A operação teve foco especial em golpes de engenharia social, que incluem comprometimento de e-mails corporativos, extortion sexual, golpes de romance, investimentos fraudulentos e falsificação de identidade. O diretor do Centro de Crimes Financeiros e Anticorrupção da Interpol, Tomonobu Kaya, alertou que esses golpes continuam representando uma ameaça significativa. Segundo ele, as organizações criminosas exploram a psicologia humana para manipular suas vítimas, e nenhum país estará seguro enquanto todos não estiverem preparados e comprometidos em combater esse problema em conjunto.
Na Tailândia, a polícia local prendeu duas pessoas acusadas de operar um esquema de lavagem de dinheiro vinculado a golpes de romance. Os suspeitos convertiam os fundos ilegais em diversas criptomoedas para dificultar o rastreamento financeiro. As investigações revelaram que a carteira digital de um dos suspeitos, um jovem de 20 anos, movimentou mais de 122,5 milhões de dólares em apenas dez meses.
Em Palau, as autoridades deportaram 22 pessoas que participavam de dois centros de golpes que funcionavam dentro de hotéis. Os suspeitos utilizavam criptomoedas e plataformas de apostas online enquanto operavam diversos tipos de golpes pela internet.

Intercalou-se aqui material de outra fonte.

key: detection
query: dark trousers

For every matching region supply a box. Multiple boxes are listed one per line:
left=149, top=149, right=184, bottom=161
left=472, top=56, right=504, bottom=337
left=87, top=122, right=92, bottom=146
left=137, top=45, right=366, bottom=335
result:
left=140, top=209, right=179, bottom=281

No Essuatíni, país de 1,27 milhão de habitantes que faz fronteira com a África do Sul e Moçambique, as autoridades apreenderam 240 dispositivos eletrônicos e moedas estrangeiras. O caso mais chocante foi a descoberta de uma réplica realista de uma delegacia da Polícia Federal do Brasil, com uniformes, placas e equipamentos falsos. Os criminosos fingiam ser agentes da Polícia Federal brasileira durante chamadas de vídeo, convencendo as vítimas de que elas haviam sido alvo de um crime e persuadindo-as a transferir dinheiro para uma suposta custódia segura, que depois era roubado. Ao todo, 82 pessoas foram presas no país, também envolvidas em jogos de azar ilegais e lavagem de dinheiro.
No Sri Lanka, centenas de suspeitos foram presos por envolvimento em centros de golpes. Já em Singapura e Omã, as autoridades utilizaram o sistema de Intervenção Rápida em Pagamentos Globais para bloquear uma transferência ilícita de 6,6 milhões de dólares relacionada a um golpe de comprometimento de e-mail corporativo. O alvo dos criminosos era uma empresa de comércio de commodities sediada em Singapura. As investigações também revelaram que os golpes se passavam por autoridades públicas em Macau para convencer a empresa a transferir 372 mil dólares, mas a transferência foi impedida a tempo gracias à intervenção das autoridades.